Noel raised his eyes heavenward. ‘Weenie! Hard to believe a thing that woman tells you, but she swears she was a
top model in London and shared a flat with The Shrimp. Eats like a shrimp. In fact, I’ve never actually seen her eat. You keep an eye open, Max. See if you can catch her putting food into her mouth. I’ve never seen it. Oldest anorexic I’ve met. Fancies herself as a maneater though. You’d better watch it. When she squeezes herself into those leather party pants, no man is safe.’
Max shuddered.
‘Wait until the summer party. Guarantee she’ll be wearing them then.’
‘What summer party?’ Max hated parties.
‘Nothing to worry about yet. It’s not until August. It’s to celebration the 1575 Summer Progress, when the queen first pulled the second earl into bed with her. He wasn’t a earl then, of course – he was only thirteen, she was nearly forty. Ah, here comes our venerable archivist.’
Max and Noel watched BS’s progress across the courtyard. His head was down and he seemed deep in thought, but a peal of laughter from a group of schoolgirls sitting on the steps to his left drew his gaze and as Max and Noel watched, he veered over towards them and ascended the steps on which they sat.
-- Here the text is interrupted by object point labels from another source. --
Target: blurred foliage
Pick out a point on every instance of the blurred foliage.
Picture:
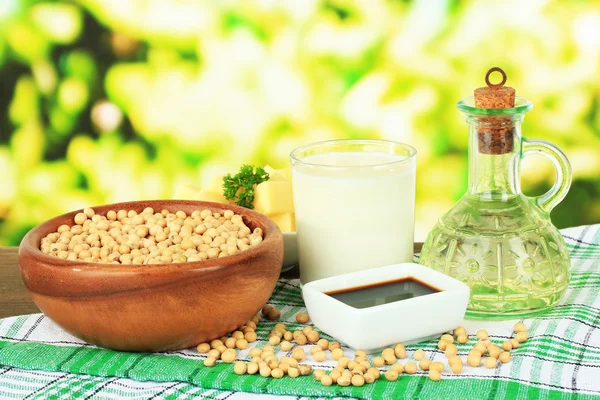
(112, 100)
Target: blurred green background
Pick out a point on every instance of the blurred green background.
(113, 100)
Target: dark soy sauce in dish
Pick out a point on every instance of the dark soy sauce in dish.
(379, 293)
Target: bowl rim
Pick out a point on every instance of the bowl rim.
(29, 244)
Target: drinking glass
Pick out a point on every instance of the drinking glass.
(354, 203)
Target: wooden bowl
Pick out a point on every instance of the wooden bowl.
(153, 307)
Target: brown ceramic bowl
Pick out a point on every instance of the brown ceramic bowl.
(153, 307)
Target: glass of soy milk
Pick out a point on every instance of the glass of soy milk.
(355, 205)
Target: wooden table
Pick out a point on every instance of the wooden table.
(14, 299)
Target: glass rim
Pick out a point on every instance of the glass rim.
(467, 105)
(411, 150)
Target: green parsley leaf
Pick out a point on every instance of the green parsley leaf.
(240, 187)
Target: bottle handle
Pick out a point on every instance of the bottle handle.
(561, 186)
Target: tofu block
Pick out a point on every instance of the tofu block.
(274, 197)
(286, 221)
(187, 192)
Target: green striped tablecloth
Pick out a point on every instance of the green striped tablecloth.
(560, 360)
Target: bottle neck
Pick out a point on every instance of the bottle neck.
(494, 154)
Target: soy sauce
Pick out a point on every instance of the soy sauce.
(379, 293)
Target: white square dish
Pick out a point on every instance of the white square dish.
(404, 321)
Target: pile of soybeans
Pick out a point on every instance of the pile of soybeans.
(355, 371)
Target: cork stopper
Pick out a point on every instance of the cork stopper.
(495, 95)
(495, 132)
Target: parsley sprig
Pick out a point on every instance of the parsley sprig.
(240, 187)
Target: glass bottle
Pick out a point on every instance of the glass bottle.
(497, 240)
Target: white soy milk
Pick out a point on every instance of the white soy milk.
(353, 218)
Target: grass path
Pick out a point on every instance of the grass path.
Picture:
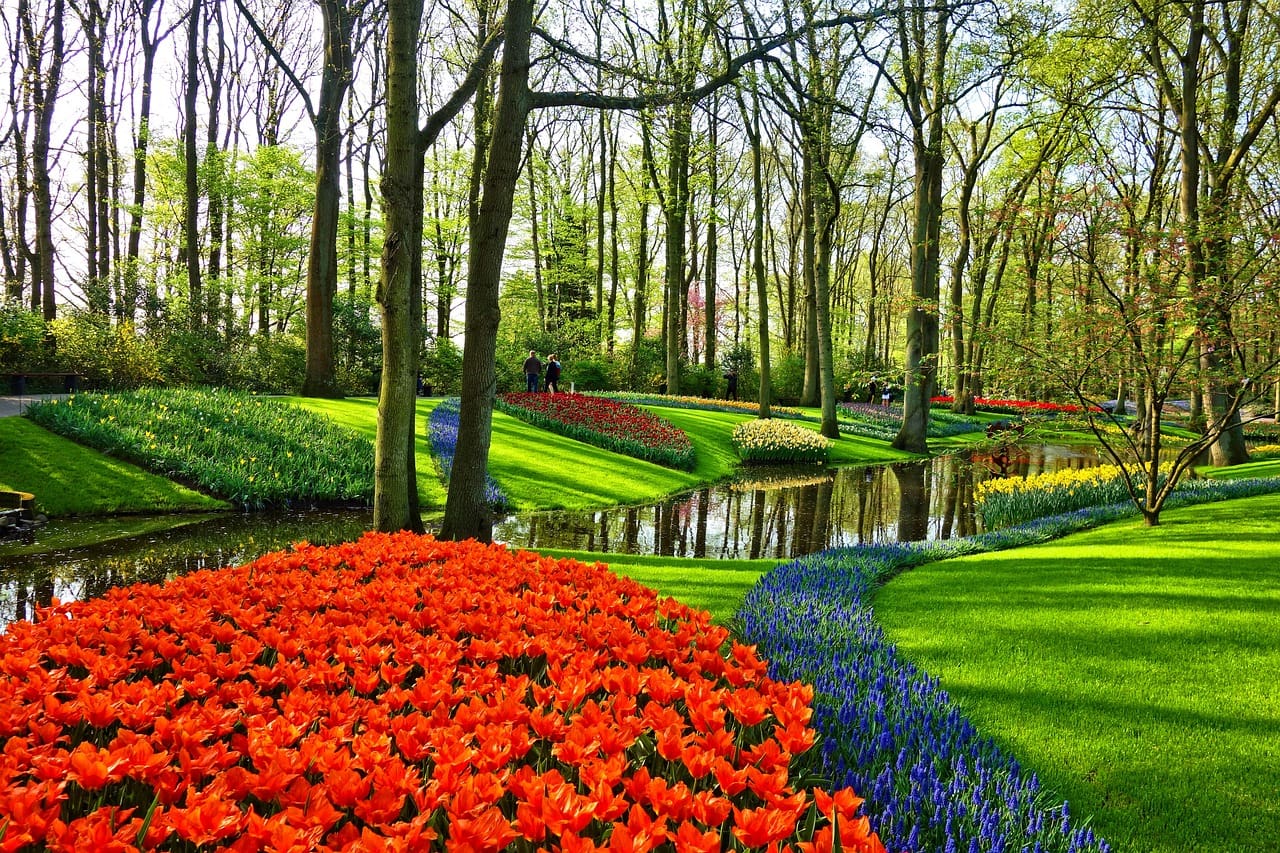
(69, 479)
(1136, 670)
(540, 470)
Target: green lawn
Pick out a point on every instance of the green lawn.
(361, 415)
(717, 585)
(1136, 670)
(69, 479)
(540, 470)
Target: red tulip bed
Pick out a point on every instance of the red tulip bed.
(401, 693)
(613, 425)
(1013, 406)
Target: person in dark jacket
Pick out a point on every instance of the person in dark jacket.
(553, 373)
(533, 370)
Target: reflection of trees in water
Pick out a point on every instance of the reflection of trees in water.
(913, 501)
(803, 515)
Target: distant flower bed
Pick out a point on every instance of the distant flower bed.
(931, 781)
(778, 442)
(1008, 501)
(705, 404)
(489, 701)
(1013, 406)
(883, 423)
(251, 451)
(442, 428)
(606, 423)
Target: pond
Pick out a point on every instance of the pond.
(787, 512)
(763, 512)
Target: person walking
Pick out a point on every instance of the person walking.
(553, 373)
(533, 370)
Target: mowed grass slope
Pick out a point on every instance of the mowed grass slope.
(542, 470)
(361, 415)
(69, 479)
(1136, 670)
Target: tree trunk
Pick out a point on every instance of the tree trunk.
(467, 512)
(321, 378)
(676, 208)
(46, 90)
(762, 291)
(712, 259)
(191, 206)
(142, 138)
(397, 392)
He greeted them to left and right, pausing to talk, and the girls tittered and tugged their plaid skirts over their knees.
‘Look at the old goat,’ Noel said. ‘Can’t resist the schoolgirls. You can tell when his blood’s up. Wears his tie flopped out over his jumper, like an escutcheon. You are witnessing the full display of the Great BS Moreton.’
‘You’ve been upstairs too long in that exhibition Noel,’ Max said.
‘Perhaps.’
‘Good morning Noel – and, Max isn’t it?’ BS said as he eventually came in through the front door.
‘Yes. We met when I was being shown around,’ Max said.
‘Of course.’ BS swung his rucksack up on to the marble of the radiator box and leant back against it with his hands spread out. The archivist was looking well despite his recent illness.